Девушки как-то затормозили после моих слов, и на их лицах отобразилось недоумение, но в целом было совершенно ясно, что обе они в виновности Изольды ни секунды не сомневаются.
– Но… Женечка… – медленно начала Лиля. – Ты сама подумай… кому бы еще все это было нужно? Оленька из тех, кто просто не создан для того, чтобы иметь врагов, в театре у нее со всеми были прекрасные отношения, она вот-вот должна была выйти замуж… все так хорошо, так удачно складывалось… и вдруг… И заметь – именно тогда, когда приехала Изольда. Таких совпадений не бывает…
Ясно. Весь мир против нас. Что ж, из этого и будем исходить.
Я пожелала девушкам всего хорошего и, поняв, что здесь мне искать больше нечего, бесконечными коридорами отправилась обратно.
Поскольку на сей раз охранять никого не требовалось, я почти не смотрела по сторонам, сосредоточившись на своих мыслях, и когда из какого-то закоулка прямо на меня вылетел человек с совершенно безумными глазами, даже не успела сориентироваться.
– Тварь!! Убийца!! Гадина!!
Хиленький мужичок, по виду явно перешедший сорокалетний возраст, бросился ко мне и, замахнувшись кулачком, видимо, собрался ударить.
Поймав на лету его руку, я крепко сжала запястье и, надавив на особое место на пульсе, заставила разжать кулак.
– Гадина!! – чувствуя, что нападение его не удалось, в бессилии фыркал мужичок.
– Слышь, отец, – миролюбиво проговорила я. – Ты ничего не перепутал? Какая убийца? Я вообще не местная.
– Убийца!! – пищал мужичок. – И ты, и Изольда эта твоя… Оля… Олюшка… Тварь… четвертовать тебя… сволочь…
Теперь он чуть не плакал, и я поняла, что имею дело с человеком импульсивным и в данный момент совершенно неадекватным.
– Постой… Она… она родственница, что ли, твоя? Оля-то?
– Оля… Олюшка… – не отвечая, продолжал причитать мужичок.
– Племянница? Дочь? – все пыталась добиться я толку.

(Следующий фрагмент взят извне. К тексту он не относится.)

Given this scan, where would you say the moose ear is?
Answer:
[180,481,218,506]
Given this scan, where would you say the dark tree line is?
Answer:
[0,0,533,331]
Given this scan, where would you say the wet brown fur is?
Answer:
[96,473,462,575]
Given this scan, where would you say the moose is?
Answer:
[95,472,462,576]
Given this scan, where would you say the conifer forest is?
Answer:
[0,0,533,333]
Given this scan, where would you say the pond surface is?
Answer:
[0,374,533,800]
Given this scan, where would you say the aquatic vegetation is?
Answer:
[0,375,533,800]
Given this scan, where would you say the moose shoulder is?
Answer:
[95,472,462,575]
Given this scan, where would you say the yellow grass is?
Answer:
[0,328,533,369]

– Гадина, – вдруг остановив свое нытье, четко и ясно проговорил мужчина, уставившись на меня совершенно нормальными, только очень злыми глазами. – Вот увидишь, отольется тебе. И тебе, и твари этой… все вы… свое получите. Она… она… она мухи не обидела… за всю жизнь. Ангел. Ангел во плоти. А вы… все вы…

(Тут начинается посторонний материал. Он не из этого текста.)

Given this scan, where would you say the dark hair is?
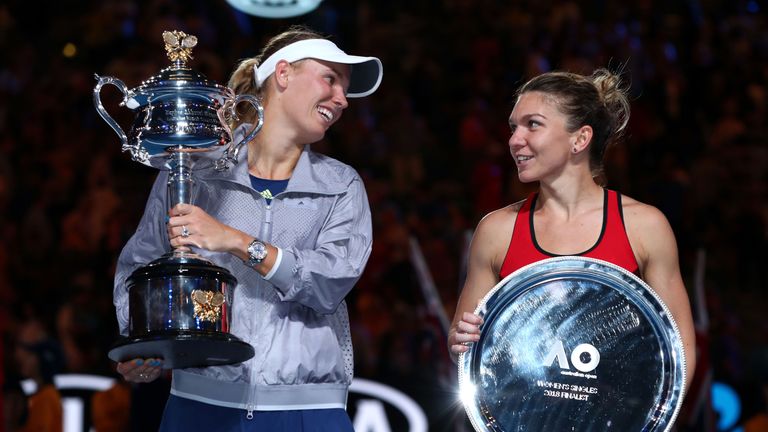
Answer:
[227,25,328,129]
[517,69,629,177]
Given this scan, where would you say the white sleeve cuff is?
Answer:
[264,247,283,280]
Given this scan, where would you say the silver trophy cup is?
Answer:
[459,257,685,432]
[93,31,264,368]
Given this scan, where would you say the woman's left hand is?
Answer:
[167,204,237,252]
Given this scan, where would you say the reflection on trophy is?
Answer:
[93,31,264,368]
[459,257,685,432]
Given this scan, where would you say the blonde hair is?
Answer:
[227,25,327,129]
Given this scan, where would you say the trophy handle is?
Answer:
[93,74,149,163]
[216,94,264,171]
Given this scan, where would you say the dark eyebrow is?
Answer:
[509,112,547,126]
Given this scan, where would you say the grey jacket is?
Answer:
[114,131,372,411]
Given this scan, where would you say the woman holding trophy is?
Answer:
[115,27,382,432]
[448,69,696,398]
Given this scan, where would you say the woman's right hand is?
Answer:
[448,312,483,357]
[117,358,163,383]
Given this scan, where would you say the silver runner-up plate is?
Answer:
[458,256,685,432]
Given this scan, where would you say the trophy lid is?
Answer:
[126,30,228,109]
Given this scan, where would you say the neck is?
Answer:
[537,177,603,217]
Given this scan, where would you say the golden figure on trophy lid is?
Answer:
[163,30,197,63]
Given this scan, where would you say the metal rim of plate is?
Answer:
[458,256,686,432]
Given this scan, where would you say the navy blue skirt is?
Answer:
[160,395,354,432]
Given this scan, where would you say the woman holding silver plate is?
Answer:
[115,27,382,432]
[448,69,696,392]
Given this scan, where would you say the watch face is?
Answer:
[248,241,267,261]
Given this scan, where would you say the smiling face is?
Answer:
[509,92,576,183]
[283,59,350,143]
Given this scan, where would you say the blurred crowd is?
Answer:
[0,0,768,430]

Мужчина продолжал еще что-то говорить, но поняв, что тип настолько своеобразен, что не годится даже в подозреваемые, я оставила его в коридоре разговаривать со стенами, а сама продолжила свой путь.

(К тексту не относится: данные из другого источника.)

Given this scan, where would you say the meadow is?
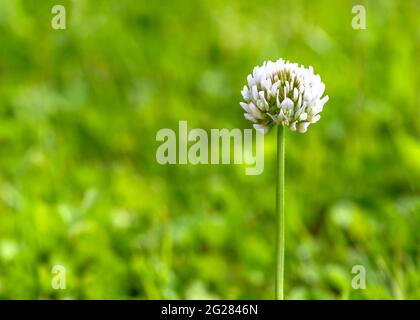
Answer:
[0,0,420,299]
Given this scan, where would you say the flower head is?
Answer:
[240,59,328,133]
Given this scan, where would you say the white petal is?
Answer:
[248,102,264,119]
[297,122,310,133]
[281,98,294,110]
[239,102,250,112]
[244,113,258,123]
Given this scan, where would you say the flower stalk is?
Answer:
[275,126,285,300]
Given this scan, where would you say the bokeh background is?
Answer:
[0,0,420,299]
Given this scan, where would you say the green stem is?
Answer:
[276,125,284,300]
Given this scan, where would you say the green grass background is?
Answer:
[0,0,420,299]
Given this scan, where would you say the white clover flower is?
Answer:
[240,59,328,133]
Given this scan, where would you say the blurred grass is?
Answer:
[0,0,420,299]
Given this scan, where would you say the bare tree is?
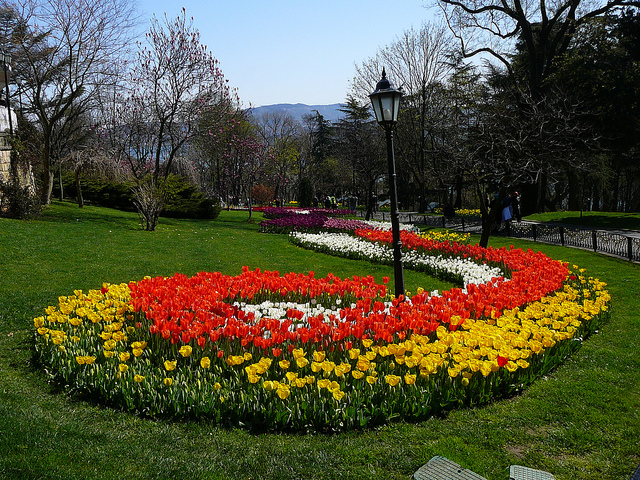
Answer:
[2,0,137,203]
[121,8,232,179]
[435,0,640,99]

Снова оказавшись в вестибюле, я увидела, что сейчас он не пуст, как обычно, а приютил небольшую оживленно беседующую компанию. При моем появлении все смокли как по команде и, повернувшись в мою сторону, неотступно провожали пытливыми взглядами.
Невыносимо чесался язык что-нибудь произнести вслух по этому поводу, но учитывая общий трагизм обстановки, я сочла за лучшее промолчать.
Но у присутствующих деликатности, по-видимому, не хватило, и, уже выходя в дверь, я услышала злобное шипение, раздавшееся мне вслед:
– Га-а-дина…
В целом отношение доброжелательных коллег было предельно ясно, и я поняла, что с этой стороны помощи ждать не стоит.
Впрочем, и сама я, обуреваемая сомнениями, была очень близка к тому, чтобы принять точку зрения Лили или Аллы, но все-таки результаты экспертизы пока не были известны и какой-то шанс еще оставался.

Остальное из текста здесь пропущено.